------------------- [excerpt from Camera Girl] -------------------------
Chapter 17
OUT ON THE STREET
February 1952
Her desk was a mess. She had a typewriter sitting on top of it on which she pecked out her bundle of daily quotes, a tedious exercise for someone untrained as a typist, accustomed to handwriting everything.
A jumble of pencils and pads were strewn around the machine. She was, by Waldrop's account, apparently too focused on meeting her daily deadline to worry about keeping a neat desk.
"She concentrated on the question of the day. She listened carefully," he said. She treated it as a business, small, but important enough as a start in a writing career. She was just very serious."
Picture editor Larry Jacobs shared her desk, where she kept transcripts of interviews to be used for future columns, bits of factual research, or provocative quotations for future questions in a bottom drawer. He recalled it as being "pretty full" and "looking much as though a recent hurricane had hit it a good deal of the time."
Running late for filing one day, she coaxed an acquaintance and NBC Radio employee, Everette Severe, whom she also interviewed, back to her office to help her compose a column.
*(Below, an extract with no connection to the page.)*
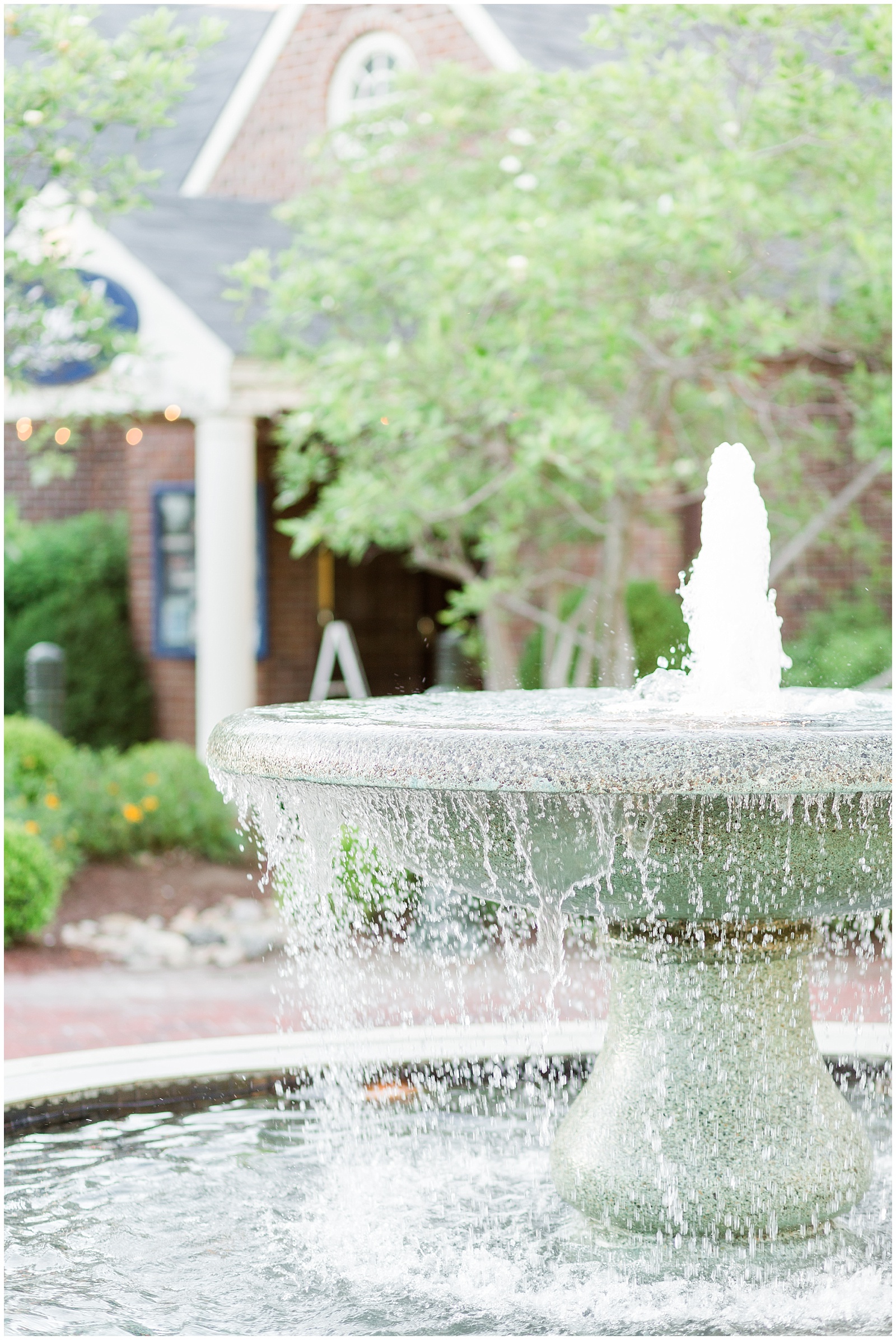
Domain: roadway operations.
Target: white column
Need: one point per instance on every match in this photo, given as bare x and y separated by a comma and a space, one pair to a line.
225, 571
Observing her process from interviewing to finalizing, he described her as "very efficient" with "energy and initiative"....
...Jackie invested considerable time in determining how to turn the confines of a traditionally mundane column into a refreshing bit of wisdom, wit, poignancy, and news. In a relatively short time, she would develop a rhythm that captured her quirky sensibilities and make public the unpredictable person who always lay beneath the veneer of glamour.
As she later reflected, "Like politics, there was no routine. No two days were ever the same. I loved every minute of it."